Most Thai and Laotian ppl would not admit that their culture and language were actually developed from Khmer's ...
Here are some quotes from K-I media and a publication by UCLA:
What a shame!
Taken this into account, Thai King Mongkut (reigned 1851-1868) have ordered our Angkor Wat to be disassembled stone by stone and moved to Bangkok. When the task was so massive and impossible to do it. He ordered the smaller temple Prasat Ta Prohm to be disasembled instead.
http://www.lmp.ucla.edu/Profile.aspx?LangID=80&menu=004
[Thai] HISTORY
The Thai, who originated in China, migrated into the Indochina peninsula before the current era. Initially dominated by the Mon and then later, beginning in the tenth century, by the Khmer,
the Thai gained their own independence in the mid-thirteenth century. Shortly thereafter, the first script--known as the Sukhotai and distinct from that used by the Khmer--was developed for Thai.

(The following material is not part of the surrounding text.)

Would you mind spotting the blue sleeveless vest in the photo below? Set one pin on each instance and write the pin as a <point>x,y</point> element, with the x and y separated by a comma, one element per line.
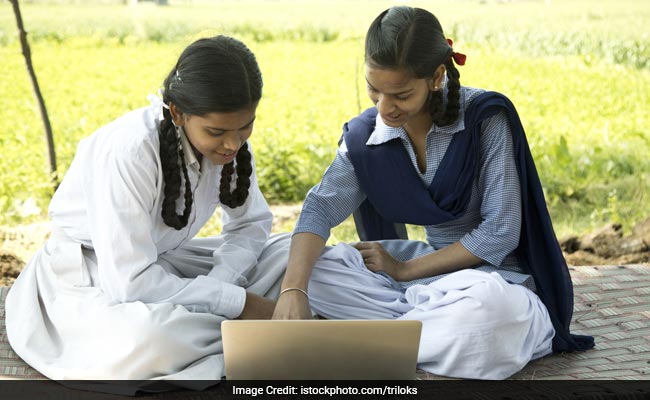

The script now in use is a more or less modified variant of this and other intervening scripts used during the reign of other monarchs.
ORTHOGRAPHY
Thai uses a script that is basically alphabetic in nature with some elements of a syllabic system. In origin it derives from an Indic script which was adapted first by the Khmer and then the Thai.
There is a fairly good approximation between the scriptand pronunciation.
LINGUISTIC SKETCH
Thai has borrowed heavily from Mon and Khmer.
http://www.lmp.ucla.edu/Profile.aspx?LangID=75&menu=004
[Khmer]HISTORY
The history of the language is distinguished into several periods: Old Khmer (the seventh to eighth century), Angkor period (the ninth to fifteenth century), Middle Khmer (the sixteenth to eighteenth century), and Modern Khmer. The language is attested from the earliest periods by numerous inscriptions, and then during the Middle Khmer period by extensive writings on palm leaf manuscripts, including the Khmer version of the Ramayana, a well-known Hindu epic about Rama.
During the Angkor period, Khmer influenced the surrounding languages, especially the unrelated languages of Lao and Thai, and they borrowed heavily from Khmer.